I hate competitive sports. No, I don't hate them - I *LOATHE* them with every fibre of my being. Anyone who repeats that old trope "it's not whether you win or lose that matters, it's how you play the game" has never really lost - not repeatedly, every single time you try, until you finally give up - but no. If you don't go to gym class, we won't let you graduate, we will make you repeat the 10th grade over and over and over, no matter how brilliant your academic grades are - unless you spend a couple of Saturdays running - did I say running? - no, dragging yourself around the playing fields wishing that you could, actually, drop dead of exhaustion.
So if there is so much of a WHISPER that any kind of physical activity might be exercise or - worse - sport - my brain and body simply rebel and will. not. do. it. It's almost like I have to play tricks with myself to get it to work. Add music, and I'll bounce away. (This has been the biggest positive about getting an iPhone - the iPod part of it has been the biggest incentive to getting me to move since my ancient Sony Discman died.) Add Scenics - and the prospect of getting to look at interesting things and I'll walk for, literally, miles, without even noticing.
Perhaps this was an added bonus to coming off citalopram while I was in Cornwall. If there was one thing I did a lot of while on holiday (oh, apart from eating cornish pasties and cream tea) it was walking. Up and down hills, along windy coastlines, tramping all over castles and tin mines - I walked an average of about 5 miles a day, easily.
And walking is, seriously, the most effective anti-depressant I have EVER known, the only one that works every time, works both short term and long term. I'm not saying that doing it makes me feel fantastic - but if I *don't* do it, it's guaranteed that I will feel like shit. And so this is what I must hold on to. Forget those awful teenage competitions, forget the humiliation of the locker room ritual, forget those brainless bimbos talking endlessly about their diets and aerobics routines like steel-abbed robots.

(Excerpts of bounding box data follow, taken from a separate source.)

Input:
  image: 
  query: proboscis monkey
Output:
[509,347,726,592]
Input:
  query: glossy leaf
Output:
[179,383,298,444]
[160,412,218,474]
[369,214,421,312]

Remember this: it is the ONLY thing that will keep your precious sanity intact.
3 Comments:
"If ever there is a way to suck the joy out of physical movement, it's to turn it into an athletic competition full of pointless rules and combine it with a vicious winner take all culture"
this is a really good point. i enjoy watching sport, but i hate playing it - because i suck really bad. so i never played in school, and now i'm horribly unfit, but terrified of trying to do anything about it. i can't even play wii tennis without going off in a huff.
This is super late, because somehow I seem to have missed a whole bunch of your blog posts. (Yay, more to read!) This post is so me. And it still happens to me, in college. My roommate finally stopped bugging me to go play intramural sports because even then, even in *intramural sports*, where all you get for being champion is a stupid T-shirt, people still got upset with me and criticized me because I was doing something wrong. Because I wasn't fast enough, because I wasn't coordinated enough, because I hurt my toe kicking a soccer ball...
Walking is definitely an A++ form of exercise. I really should do it more. And after reading some of your tweets about the book on dieting, I was actually just thinking that a) I learned in health class that diets are basically starving yourself over a short period of time (I know! In a government-approved class! I'm actually pretty amazed) and that exercise is the only reliable way to have a healthy body, b) walking is my personal anti-depressant, handed down from my mom who always forced me out of the house when I was doing nothing but sleeping and crying all day and made me walk through the neighborhood...usually I would be smiling as soon as I got up the first big hill.
Yeah, I'm gonna write more about that other book on my blog - I meant to today, but ran out of lunchtime before I ran out of things to say.
It really is a chore to try and disconnect the idea of "exercise" from the idea of "sport" (and also from the idea of "chore") but something that's quite important to do.